Benigno and Ana with their cat in Arneiro, in front of the silos built during colonization. Each house had its own silos, structures that had never been seen in Galicia and that were never even understood by its inhabitants. These structures were imposed on the landscape from southern Spain. Today, they have a wide variety of uses.
Carlos, a settler in Matodoso, doing farm work on his plot of land. He says that the plan forgot about them…
José Antonio, who is part of the Veiga de Pumar colonization plan, regrets that the colonization has not taken his plan into account and has fallen into oblivion.
Celso is a farmer who lives in Veiga de Pumar. He came with his family from a village in A Fonsagrada, where the Glandas de Salime reservoir was built
Emilia, 89 years old. She is a settler on land near Terra Chá. Attracted by the transfer of land and coming from a family that did not want to set up a bar in the settlement.
Nieves and Felipe came from Switzerland, where they had emigrated to care for their parents.
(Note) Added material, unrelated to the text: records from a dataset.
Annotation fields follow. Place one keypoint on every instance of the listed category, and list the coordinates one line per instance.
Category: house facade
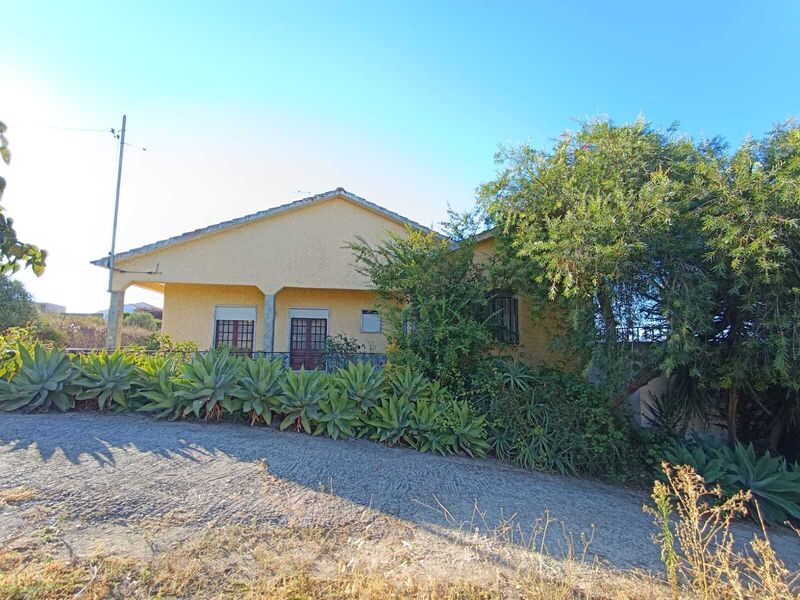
(282, 280)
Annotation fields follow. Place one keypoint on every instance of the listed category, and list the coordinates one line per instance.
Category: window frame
(504, 305)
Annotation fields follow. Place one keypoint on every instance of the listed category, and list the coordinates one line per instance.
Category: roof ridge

They were settlers. Nieves comments that it is a place that failed to integrate with the local architecture. A place that does not create a sense of belonging and that was rejected by the locals during the Franco regime.
Claudino is one of the first settlers to arrive in Terra Chá: “It’s worthless land. It’s very difficult to work. In summer it’s extremely dry, which is why they created irrigation systems, and in winter it floods.”
Manolo comes from the mountainous region of Lugo. Several settlers who arrived in Matadoso came from isolated villages in the mountains of Lugo.
Herminio had a bar in the center of the Arneiro settlement. Today, Franco’s plan has been abandoned, and the area was the result of a social and economic experiment that marked the beginning of intensive livestock farming in Galicia, but they and their architecture have been forgotten since the Franco years.
The first family to arrive at Matadoso. Nearby was the pilot house, which is still referred to today as “the pilot’s house.” These were the houses that were built as trials. The buildings were gradually forgotten by the National Colonization Institute, and that was when the settlers began to adapt them to their needs. It should be remembered that these buildings had been designed for southern Spain, and Galicia is completely different from the rest of Spain, with excessive humidity and an Atlantic climate.
In the 1950s and 1960s, the National Colonization Institute launched a project to transform rural Galicia into a model of intensive agricultural production. In Terra Chá, villages such as Matodoso, Arneiro, Pumar, and A Espiñeira were built, designed by Galician architect Alejandro de la Sota, although the urban and architectural concepts followed patterns that were foreign to the region.
These settlements were part of an experiment to repopulate rural Galicia. However, the design was based on models designed for the dry, warm regions of southern Spain. The single-story houses with low-pitched roofs were not suitable for Galicia’s humid climate. The materials and forms, rooted in functionalist modernism, were designed for the hot summers of southern Spain, not for the constant rain and cold of the north.
De la Sota, one of Spain’s most renowned architects, used a rationalist aesthetic with clean lines and geometric shapes, but did not take into account Galicia’s unique climate. The houses, uniform and lacking traditional Galician features such as granaries or thick stone walls to protect against humidity, were built with thin walls and low ceilings, which quickly revealed their structural flaws when exposed to constant rain.
The urban layout, based on efficiency, featured organized streets, central squares, and a standardized distribution. However, the design failed to integrate with Galicia’s natural landscape. The villages imposed an artificial landscape that, decades later, continues to clash with the rural environment. The settlers, many of whom had been displaced by the construction of dams such as Glandas de Salime, found themselves in a completely alien environment. The land was of poor agricultural quality and the project failed to deliver on the regime’s promises. The buildings, once symbols of progress, soon began to deteriorate, leaving villages that never lived up to expectations.
Over time, the villages of Terra Chá have become testimony to a failed experiment. The architecture, alien to the landscape and climate, marks the collective memory of the settlers and their descendants. What was once presented as a symbol of modernization now appears as alien architecture that never integrated with its surroundings or its people, an invented landscape.